Although it is the time of year that I wish that winter was over with already – there is no denying that it is still here to stay for a while, at least. So in order to warm up a bit, a hearty soup is definitely the answer. I’ve never cooked anything with escarole before – so I wasn’t sure what to expect. I was skeptical when I added it to the pot of soup – since it first looked like romaine lettuce and I thought it would be gross all wilted. But it cooked down really nicely and reminded me more of cooked spinach than romaine lettuce. The soup was really hearty and I thoroughly enjoyed the balance of flavors – the spiciness of the sausage, sweetness of the tomatoes, and bitterness of the escarole. Enjoy – and let’s hope winter is ending soon (oh wait – another winter storm arriving tomorrow – just great (*sarcasm*)!)
- 1/2 lb. hot Italian sausage links, casings removed
- 2 Tbsp. extra virgin olive oil
- 1 medium onion, chopped
- 2 tsp. dried rosemary, crushed
- 1 can (15 oz.) cannellini beans, rinsed and drained
- 1 Head escarole, cleaned and chopped
- 36 to 48 oz. low sodium chicken broth
- 1/4 cup sundried tomatoes, packed in oil, chopped
- parmigiano-reggiano cheese, for serving
1. Heat 1 tablespoon of the olive oil in a heavy bottomed dutch oven over medium high heat.
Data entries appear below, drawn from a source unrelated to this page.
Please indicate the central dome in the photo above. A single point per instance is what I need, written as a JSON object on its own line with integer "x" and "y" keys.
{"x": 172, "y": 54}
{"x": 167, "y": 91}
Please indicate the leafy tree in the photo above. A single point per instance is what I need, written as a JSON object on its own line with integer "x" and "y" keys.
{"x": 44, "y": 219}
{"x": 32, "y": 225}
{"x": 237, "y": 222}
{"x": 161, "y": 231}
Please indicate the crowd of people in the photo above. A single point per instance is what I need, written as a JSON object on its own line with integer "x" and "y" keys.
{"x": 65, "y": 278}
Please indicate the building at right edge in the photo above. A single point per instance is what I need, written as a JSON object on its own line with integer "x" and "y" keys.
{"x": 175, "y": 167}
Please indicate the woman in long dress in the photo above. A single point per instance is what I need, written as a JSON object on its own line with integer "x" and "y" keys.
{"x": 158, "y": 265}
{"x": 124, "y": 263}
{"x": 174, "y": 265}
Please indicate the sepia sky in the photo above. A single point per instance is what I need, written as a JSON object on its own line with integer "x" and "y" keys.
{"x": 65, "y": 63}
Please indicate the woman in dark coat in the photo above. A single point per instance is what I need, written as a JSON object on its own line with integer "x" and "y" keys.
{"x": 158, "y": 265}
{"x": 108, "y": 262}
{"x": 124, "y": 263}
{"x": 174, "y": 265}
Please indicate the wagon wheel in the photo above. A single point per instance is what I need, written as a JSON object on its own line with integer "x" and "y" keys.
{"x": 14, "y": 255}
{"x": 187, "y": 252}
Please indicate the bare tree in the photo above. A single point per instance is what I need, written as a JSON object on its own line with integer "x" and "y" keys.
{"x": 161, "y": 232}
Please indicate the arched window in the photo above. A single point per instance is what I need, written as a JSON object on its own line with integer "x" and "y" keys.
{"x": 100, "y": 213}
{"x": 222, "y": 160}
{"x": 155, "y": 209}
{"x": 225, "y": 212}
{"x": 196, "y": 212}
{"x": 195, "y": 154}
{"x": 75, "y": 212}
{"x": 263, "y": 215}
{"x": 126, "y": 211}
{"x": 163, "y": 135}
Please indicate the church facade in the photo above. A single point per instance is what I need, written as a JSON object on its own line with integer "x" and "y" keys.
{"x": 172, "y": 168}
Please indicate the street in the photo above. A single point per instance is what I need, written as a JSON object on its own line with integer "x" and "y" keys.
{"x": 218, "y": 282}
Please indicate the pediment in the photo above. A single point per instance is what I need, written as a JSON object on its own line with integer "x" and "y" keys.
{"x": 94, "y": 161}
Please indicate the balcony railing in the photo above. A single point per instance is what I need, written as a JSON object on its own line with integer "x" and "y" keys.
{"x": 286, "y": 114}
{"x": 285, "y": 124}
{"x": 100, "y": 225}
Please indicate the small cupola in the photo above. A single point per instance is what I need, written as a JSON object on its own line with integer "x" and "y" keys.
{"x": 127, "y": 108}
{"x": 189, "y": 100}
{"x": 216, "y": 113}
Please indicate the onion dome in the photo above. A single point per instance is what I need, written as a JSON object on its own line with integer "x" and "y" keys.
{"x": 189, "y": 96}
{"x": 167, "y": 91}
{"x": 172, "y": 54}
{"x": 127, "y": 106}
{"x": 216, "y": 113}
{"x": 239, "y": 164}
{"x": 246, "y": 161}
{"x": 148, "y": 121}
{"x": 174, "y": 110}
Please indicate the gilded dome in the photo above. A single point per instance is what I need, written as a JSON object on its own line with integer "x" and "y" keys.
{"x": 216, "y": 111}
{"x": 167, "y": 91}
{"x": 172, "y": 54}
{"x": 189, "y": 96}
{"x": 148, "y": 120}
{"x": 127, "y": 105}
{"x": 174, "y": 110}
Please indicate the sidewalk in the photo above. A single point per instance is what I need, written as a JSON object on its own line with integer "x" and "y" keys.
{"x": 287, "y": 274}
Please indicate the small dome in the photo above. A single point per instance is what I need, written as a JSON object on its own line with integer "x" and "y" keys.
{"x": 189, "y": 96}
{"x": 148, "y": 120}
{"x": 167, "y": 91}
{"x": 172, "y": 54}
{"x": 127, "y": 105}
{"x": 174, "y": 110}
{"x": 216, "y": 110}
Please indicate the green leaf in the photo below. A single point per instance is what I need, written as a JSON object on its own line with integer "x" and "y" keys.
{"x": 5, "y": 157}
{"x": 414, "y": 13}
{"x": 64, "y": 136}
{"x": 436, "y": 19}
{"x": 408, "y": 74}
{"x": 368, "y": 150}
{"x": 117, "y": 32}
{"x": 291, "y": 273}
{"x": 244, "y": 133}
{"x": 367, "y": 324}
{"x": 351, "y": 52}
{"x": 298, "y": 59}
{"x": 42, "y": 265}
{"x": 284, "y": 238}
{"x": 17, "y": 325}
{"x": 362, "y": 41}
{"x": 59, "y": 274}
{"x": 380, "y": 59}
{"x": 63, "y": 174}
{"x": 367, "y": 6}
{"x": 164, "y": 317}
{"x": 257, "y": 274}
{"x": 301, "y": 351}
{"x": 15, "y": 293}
2. Add sausage and cook, stirring and breaking up clumps, until no longer pink, about 5 minutes. Transfer with a slotted spoon to a bowl.
3. Add additional tablespoon of oil, then add the onion and the rosemary to the same pot; cook over medium heat stirring until onion is softened about 3 to 5 minutes.
4. Add sausage, beans, escarole, broth, and tomatoes. Simmer, stirring occasionally, about 15 minutes.
5. Ladle soup into bowls. Sprinkle with grated parmesan cheese and serve.